Robert Hampton, American Renaissance, April 20, 2021

U.S. Army Sergeant Jonathan Pentland is the latest victim of the Two Minutes Hate. A video that emerged last week shows the drill instructor confronting a black man in his South Carolina neighborhood. Sgt. Pentland shoved the man and yelled at him to “walk away.” “You’re in the wrong neighborhood,” the drill instructor shouted.

Richland County, SC police arrested the sergeant for assault and the Army suspended him. Both the Army and Department of Justice are investigating. Sgt. Pentland also had to leave his house. A black mob surrounded his suburban home and broke windows. Police were present but made no arrests.

The video is touted as another horrifying example of racism against an innocent young man who was “walking while black.” “We’re not going to let people be bullies in our community,” Richland County Sheriff Leon Lott told reporters. Many journalists and activists called Sgt. Pentland a bigot.

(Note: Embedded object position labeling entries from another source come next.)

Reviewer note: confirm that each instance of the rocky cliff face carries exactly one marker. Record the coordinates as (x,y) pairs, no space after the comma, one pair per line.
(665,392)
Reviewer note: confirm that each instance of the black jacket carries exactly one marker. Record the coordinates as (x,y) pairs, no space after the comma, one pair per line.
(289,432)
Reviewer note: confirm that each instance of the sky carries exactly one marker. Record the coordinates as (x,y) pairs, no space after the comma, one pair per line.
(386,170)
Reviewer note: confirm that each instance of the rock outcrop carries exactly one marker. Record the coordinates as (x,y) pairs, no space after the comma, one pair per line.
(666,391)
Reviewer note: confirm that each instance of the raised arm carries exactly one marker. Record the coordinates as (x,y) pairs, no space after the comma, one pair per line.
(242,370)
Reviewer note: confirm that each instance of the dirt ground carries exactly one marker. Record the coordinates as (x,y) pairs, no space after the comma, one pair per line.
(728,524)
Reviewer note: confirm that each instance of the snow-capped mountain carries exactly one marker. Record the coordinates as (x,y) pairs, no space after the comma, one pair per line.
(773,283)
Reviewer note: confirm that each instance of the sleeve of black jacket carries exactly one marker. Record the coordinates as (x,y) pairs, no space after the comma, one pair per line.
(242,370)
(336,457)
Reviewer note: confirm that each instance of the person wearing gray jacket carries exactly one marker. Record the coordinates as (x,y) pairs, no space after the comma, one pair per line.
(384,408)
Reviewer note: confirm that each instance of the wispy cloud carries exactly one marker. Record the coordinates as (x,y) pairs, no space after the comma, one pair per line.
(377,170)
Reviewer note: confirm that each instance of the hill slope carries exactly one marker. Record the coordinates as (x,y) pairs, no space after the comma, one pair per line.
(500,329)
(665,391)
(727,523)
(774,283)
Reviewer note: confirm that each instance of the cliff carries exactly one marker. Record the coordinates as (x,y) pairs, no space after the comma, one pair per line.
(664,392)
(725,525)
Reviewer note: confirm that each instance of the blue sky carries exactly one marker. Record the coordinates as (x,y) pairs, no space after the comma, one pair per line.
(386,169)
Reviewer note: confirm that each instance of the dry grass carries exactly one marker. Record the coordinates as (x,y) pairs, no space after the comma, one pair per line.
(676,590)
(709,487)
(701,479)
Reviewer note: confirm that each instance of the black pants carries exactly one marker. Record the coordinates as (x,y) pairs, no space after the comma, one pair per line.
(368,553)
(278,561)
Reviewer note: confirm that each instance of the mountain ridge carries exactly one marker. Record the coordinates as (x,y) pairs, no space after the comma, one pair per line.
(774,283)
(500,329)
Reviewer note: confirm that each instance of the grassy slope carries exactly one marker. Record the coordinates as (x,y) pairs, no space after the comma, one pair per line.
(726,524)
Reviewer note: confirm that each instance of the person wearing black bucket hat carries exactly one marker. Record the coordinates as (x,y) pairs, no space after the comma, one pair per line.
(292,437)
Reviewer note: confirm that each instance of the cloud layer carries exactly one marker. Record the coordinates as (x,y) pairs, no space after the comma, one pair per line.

But there’s more to the case. The black man was menacing the neighborhood in the week before the altercation, according to two police reports filed on him. One says he grabbed a woman by the waist and pulled her pants part-way down. Another says he snatched a baby from another woman and tried to run away with it.

The sergeant told police he pushed the black man “in fear for his safety and the safety of his wife.” Neighbors reported to police that the alleged victim came up to them “in a threatening manner” and they asked the drill sergeant for help.

A member of the black mob that surrounded Sgt. Pentland’s house heard a similar account. Dayterouis Gallmon told local media that a young woman rushed to Sgt. Pentland’s house and begged for his help after the black man assaulted her. Mr. Gallmon said he didn’t believe her.

If these reports are true, Sgt. Pentland is a good Samaritan, not a bully. He ended a threat. He is just the latest victim in the attack on white community. Whites are told to look the other way when they see black misbehavior, even if it is threatening. They risk stiff penalties if they challenge this now-protected class.

“Karens” are reviled for questioning suspicious blacks or calling the cops on them. Most of these cases have not led to charges, but some lawmakers want change that.

California and New Jersey passed bills last year that outlawed “racist” 911 calls. California’s bill made it a “hate crime” to file a false police report based on a suspect’s race, sex, or religion. The bill also makes it a hate crime if the call is made to intimidate someone or interfere with his “free exercise or enjoyment of their rights.” It’s already illegal to file a false police report, so the purpose of the law is to intimidate whites.

New Jersey’s law is also designed to punish whites who may make the wrong call. “Using the threat of a 911 call or police report as an intimidation tactic against people of color is an unacceptable, abhorrent form of discrimination,” Democratic Gov. Phil Murphy said last September. “Individuals who choose to weaponize this form of intimidation should held be accountable.”

San Francisco, New York, and Oregon let people sue “racist” 911 callers. In 2019, Grand Rapids, Michigan, made it a misdemeanor to call the cops on someone found not to be committing a crime. Minnesota, Washington, and Michigan have considered similar legislation. All these laws are written in racially neutral language, and some — ludicrously — criminalize 911 calls meant to intimidate for reasons of sex, age, religion, disability, sexual orientation, weight, or height. But the prime targets are clearly whites.

It’s especially dangerous for whites to challenge Black Lives Matter aggressors. Last weekend, Stillwater, Minnesota police detained a man who fought back against a BLM mob that blocked his car and attacked him in his neighborhood. The police did nothing about the blacks who started the fight, and the BLM mob thanked the officers.

A Minneapolis pawn shop owner was arrested and investigated for six months after he shot a black looter who attacked him during the George Floyd riots. Police eventually cleared him of charges, but while he was in police custody looters ransacked the store.

In Omaha, Nebraska, bar owner and trump supporter Jake Gardner shot and killed a black looter who attacked him during the Floyd riots. The looter was part of a mob that tried to destroy the bar. After intense pressure from BLM activists, Omaha authorities charged Gardner with murder. Shortly thereafter, he killed himself.

Gregory McMichael, Travis McMichael, and William Bryan have been charged in Ahmaud Arbery’s death in Georgia. The three white men tried to catch Arbery after he trespassed on a neighbor’s property. There were several previous reports of break-ins and stolen property in the neighborhood.

Arbery attacked the men and one of them fatally shot him. Prosecutors initially refused to press charges because they thought the killing was justified. After a video of the shooting was released, there was national outrage, and the men were charged — even though the video shows that Arbery was the aggressor. Arbery has been memorialized as an innocent jogger, but new evidence suggests he frequently claimed to be a jogger to cover his crimes.

The message of all these cases: See something, say nothing. Black lives matter more than your property, community, and even your life.